Sammeln, beobachten, erfahren

„Wir lassen die Schüler losrennen und gucken, was sie finden, und gehen dann damit um. Und keiner sagt: Nö, das war wohl nichts. Wir versuchen also, den Prozess offenzuhalten, auch ergebnisoffen – mit allen Möglichkeiten des Scheiterns und Veränderns.“
Lehrer an einer Gesamtschule, Frankfurt a. M.

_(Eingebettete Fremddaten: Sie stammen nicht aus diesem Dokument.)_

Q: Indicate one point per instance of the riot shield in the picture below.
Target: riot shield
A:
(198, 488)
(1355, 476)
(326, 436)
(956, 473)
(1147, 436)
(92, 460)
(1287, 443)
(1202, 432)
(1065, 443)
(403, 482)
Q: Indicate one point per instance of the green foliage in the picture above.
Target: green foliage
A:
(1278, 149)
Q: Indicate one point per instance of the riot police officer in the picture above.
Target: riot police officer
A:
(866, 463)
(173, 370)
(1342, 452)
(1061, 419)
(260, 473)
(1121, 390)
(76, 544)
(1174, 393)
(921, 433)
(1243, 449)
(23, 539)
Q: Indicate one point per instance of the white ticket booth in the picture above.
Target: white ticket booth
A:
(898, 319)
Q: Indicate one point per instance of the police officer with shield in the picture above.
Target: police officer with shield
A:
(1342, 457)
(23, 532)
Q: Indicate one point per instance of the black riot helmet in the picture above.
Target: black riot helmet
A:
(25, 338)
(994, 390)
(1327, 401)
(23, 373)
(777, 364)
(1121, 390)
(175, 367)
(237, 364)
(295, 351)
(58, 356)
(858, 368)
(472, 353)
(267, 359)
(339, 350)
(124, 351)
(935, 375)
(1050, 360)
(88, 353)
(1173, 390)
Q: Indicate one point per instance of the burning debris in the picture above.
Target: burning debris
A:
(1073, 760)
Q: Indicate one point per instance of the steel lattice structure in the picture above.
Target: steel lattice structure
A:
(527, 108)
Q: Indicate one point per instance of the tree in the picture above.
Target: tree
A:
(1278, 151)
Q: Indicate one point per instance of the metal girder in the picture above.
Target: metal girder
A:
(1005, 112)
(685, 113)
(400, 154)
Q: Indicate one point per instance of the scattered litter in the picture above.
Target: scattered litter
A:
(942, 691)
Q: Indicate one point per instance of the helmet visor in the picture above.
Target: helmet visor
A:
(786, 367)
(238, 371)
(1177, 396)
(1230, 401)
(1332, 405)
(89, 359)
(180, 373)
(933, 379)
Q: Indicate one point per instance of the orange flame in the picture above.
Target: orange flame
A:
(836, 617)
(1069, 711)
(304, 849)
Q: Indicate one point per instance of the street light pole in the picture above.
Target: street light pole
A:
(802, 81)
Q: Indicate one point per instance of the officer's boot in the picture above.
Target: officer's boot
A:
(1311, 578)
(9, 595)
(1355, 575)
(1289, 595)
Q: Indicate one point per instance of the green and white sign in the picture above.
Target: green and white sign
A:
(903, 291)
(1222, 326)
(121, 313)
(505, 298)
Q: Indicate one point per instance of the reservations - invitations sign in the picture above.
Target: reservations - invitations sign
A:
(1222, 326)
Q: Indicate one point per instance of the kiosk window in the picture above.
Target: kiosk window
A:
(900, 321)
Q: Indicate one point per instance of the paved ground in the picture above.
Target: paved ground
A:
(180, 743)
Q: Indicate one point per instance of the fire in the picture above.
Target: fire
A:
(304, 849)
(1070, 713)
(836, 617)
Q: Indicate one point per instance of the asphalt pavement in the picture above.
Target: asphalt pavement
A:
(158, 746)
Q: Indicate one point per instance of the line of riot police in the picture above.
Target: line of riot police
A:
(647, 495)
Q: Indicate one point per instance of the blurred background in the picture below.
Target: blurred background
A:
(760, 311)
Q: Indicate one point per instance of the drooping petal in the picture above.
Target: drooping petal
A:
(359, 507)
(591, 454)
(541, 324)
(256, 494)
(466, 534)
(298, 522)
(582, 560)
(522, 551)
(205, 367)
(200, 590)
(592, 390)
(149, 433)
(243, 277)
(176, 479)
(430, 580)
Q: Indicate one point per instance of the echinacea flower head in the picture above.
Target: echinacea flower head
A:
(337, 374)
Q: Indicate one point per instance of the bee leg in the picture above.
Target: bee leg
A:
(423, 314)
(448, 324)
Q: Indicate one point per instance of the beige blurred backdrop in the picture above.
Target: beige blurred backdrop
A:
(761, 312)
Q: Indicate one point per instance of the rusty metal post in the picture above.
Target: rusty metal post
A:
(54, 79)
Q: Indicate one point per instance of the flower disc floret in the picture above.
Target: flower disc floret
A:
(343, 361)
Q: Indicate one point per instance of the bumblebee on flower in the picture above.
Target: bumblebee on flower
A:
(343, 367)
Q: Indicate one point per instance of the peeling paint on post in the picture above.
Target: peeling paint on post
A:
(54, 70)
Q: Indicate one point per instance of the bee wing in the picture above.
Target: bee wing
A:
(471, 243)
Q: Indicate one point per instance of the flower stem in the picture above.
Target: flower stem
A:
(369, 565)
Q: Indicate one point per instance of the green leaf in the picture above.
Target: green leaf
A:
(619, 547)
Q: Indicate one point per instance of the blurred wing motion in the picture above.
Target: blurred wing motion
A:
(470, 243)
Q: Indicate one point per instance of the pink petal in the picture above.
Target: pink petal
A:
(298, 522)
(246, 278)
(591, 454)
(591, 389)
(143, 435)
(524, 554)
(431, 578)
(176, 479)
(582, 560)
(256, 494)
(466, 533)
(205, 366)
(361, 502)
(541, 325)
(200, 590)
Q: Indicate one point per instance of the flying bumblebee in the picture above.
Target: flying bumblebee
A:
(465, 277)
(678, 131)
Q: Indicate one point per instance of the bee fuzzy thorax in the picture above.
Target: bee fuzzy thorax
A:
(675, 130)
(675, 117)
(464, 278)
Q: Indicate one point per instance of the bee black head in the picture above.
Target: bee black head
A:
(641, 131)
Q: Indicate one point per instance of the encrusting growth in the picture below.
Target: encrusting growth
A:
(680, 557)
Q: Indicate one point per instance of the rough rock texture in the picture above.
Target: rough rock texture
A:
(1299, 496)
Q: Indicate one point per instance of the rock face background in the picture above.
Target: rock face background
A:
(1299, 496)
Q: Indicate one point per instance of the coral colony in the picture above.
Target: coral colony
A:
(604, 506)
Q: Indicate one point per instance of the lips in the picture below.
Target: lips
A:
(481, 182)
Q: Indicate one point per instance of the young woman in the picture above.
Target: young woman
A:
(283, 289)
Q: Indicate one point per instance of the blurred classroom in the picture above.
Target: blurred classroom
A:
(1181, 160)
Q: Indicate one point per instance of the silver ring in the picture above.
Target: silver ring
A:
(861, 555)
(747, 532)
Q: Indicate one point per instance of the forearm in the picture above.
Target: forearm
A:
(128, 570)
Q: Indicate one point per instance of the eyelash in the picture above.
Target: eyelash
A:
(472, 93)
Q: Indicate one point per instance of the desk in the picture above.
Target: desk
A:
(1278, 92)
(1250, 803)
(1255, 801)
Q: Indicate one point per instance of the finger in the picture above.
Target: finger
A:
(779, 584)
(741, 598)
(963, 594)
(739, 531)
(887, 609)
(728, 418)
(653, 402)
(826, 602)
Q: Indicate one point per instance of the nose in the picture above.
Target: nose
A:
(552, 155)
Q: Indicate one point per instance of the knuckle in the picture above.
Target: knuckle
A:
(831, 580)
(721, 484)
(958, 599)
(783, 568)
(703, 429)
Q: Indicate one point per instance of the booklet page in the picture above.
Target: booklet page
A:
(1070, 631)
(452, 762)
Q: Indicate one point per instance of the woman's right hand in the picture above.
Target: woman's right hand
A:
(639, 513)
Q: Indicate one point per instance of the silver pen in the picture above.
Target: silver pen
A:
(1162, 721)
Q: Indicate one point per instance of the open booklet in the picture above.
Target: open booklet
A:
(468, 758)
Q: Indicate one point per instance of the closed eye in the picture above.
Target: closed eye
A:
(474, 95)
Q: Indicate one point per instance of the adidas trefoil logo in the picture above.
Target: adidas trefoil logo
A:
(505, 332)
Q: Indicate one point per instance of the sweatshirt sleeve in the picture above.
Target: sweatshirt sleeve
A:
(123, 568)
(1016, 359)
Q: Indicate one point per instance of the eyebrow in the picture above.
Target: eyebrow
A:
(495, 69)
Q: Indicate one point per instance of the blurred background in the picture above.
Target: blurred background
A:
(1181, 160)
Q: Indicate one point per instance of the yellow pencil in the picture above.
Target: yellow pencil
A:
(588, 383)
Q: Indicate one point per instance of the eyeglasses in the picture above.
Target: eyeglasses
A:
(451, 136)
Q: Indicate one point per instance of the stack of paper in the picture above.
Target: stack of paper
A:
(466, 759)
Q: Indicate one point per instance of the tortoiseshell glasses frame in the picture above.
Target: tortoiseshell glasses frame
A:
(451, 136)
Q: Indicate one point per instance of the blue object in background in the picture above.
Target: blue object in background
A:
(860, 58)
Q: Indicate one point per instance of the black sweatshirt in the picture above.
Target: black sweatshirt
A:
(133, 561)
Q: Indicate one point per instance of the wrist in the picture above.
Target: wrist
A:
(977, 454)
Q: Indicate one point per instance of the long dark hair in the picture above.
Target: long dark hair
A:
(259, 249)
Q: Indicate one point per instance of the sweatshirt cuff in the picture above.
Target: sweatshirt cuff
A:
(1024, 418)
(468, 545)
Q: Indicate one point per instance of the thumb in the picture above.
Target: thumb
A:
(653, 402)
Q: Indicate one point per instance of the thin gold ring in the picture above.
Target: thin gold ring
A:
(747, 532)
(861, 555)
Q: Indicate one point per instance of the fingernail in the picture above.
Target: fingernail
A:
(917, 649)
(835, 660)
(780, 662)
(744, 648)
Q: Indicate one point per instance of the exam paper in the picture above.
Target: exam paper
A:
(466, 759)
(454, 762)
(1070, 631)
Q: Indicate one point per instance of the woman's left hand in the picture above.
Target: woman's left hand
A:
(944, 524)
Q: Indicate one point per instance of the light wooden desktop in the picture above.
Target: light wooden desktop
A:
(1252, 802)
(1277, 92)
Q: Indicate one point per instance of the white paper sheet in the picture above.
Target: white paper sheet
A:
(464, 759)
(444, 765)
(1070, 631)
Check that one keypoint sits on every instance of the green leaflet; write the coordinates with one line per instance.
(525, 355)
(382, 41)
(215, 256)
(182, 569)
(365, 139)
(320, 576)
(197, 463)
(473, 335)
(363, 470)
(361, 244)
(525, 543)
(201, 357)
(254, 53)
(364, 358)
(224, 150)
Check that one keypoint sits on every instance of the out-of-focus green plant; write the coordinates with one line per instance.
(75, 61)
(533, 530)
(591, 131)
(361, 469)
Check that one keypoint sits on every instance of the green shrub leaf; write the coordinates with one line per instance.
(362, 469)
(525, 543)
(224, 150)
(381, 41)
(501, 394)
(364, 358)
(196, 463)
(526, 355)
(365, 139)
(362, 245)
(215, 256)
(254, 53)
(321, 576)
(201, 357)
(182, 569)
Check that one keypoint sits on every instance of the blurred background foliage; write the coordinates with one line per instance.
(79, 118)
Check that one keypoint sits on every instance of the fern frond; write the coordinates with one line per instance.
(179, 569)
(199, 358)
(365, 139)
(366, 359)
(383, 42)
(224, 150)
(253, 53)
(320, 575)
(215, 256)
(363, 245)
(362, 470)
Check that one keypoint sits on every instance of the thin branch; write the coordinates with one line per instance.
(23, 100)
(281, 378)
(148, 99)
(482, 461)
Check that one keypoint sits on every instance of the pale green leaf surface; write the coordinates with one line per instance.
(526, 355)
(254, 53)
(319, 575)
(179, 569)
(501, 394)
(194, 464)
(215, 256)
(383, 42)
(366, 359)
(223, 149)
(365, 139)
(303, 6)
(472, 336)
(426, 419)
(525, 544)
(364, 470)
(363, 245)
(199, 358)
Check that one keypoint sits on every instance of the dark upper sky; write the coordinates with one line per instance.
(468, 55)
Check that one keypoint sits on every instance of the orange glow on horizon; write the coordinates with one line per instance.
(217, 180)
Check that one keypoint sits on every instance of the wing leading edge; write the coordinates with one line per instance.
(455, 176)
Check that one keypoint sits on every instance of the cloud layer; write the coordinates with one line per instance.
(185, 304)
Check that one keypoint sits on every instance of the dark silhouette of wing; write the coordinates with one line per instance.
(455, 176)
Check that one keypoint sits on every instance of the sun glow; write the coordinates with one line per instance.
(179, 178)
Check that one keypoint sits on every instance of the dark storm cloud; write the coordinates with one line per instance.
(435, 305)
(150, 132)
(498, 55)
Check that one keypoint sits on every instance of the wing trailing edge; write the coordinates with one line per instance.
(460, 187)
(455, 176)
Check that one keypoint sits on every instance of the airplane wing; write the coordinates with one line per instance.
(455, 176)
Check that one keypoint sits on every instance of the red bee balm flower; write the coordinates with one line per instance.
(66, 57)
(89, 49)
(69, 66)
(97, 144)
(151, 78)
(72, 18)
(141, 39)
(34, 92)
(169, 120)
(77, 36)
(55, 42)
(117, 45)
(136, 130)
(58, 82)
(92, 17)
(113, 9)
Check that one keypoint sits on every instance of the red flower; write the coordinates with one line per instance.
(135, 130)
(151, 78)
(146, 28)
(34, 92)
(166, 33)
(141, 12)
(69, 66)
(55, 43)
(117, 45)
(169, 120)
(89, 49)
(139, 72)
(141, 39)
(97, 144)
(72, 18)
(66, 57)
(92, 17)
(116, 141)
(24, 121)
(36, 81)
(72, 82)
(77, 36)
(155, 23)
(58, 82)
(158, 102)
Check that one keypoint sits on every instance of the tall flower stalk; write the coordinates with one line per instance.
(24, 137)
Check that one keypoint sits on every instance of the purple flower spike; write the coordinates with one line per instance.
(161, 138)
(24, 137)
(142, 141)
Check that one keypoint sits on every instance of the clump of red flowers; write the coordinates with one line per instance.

Forschen bedeutet, sich einer Fragestellung aus unterschiedlichen Richtungen anzunähern, um einer Sache auf den Grund zu gehen Die Wege zu diesem "Grund" sind immer individuell. Sie hängen sowohl vom Forschenden selbst ab, als auch vom Kontext, in dem das forschende Lernen stattfindet. Das Forschen kann – aber muss nicht! – diese Schritte umfassen:

  • Vermutungen aufstellen,
  • Versuche durchführen,
  • Beobachten und Beobachtungen dokumentieren,
  • im Internet oder in der Bibliothek recherchieren,
  • Experten befragen,
  • Materialien sammeln,
  • fotografieren,
  • und vieles mehr…

Während im naturwissenschaftlichen Bereich das Experimentieren eine große Rolle spielt, steht in anderen Forschungsfeldern das Sammeln von Materialien und Erfahrungen im Mittelpunkt.

Ein Beispiel aus dem Bereich Naturwissenschaften

Grundschülerinnen und -schüler gehen der Frage nach, welche Farbe Wasser hat. Zunächst schreiben sie ihre Vermutungen in einem Forscherheft auf. Flemming glaubt, dass die Farbe des Wassers von der Temperatur abhängt; Lotte denkt, dass es auf die Menge des Wassers und auf andere „Zutaten“ wie Salz, Kalk und Algen ankommt. Alle Kinder aus der Klasse tauschen ihre Plätze und lesen die Forscherbücher der Mitschüler. Unter den Text schreiben sie eine persönliche Rückmeldung und ihren Namen. So erhält jedes Kind viele neue Anregungen und kann danach mit dem Experimentieren beginnen. Den Versuchsaufbau und die Durchführung übernehmen die jungen Forscherinnen und Forscher ganz selbstständig. Die Vorgehensweise, Beobachtungen und Ergebnisse notieren sie im Forscherbuch.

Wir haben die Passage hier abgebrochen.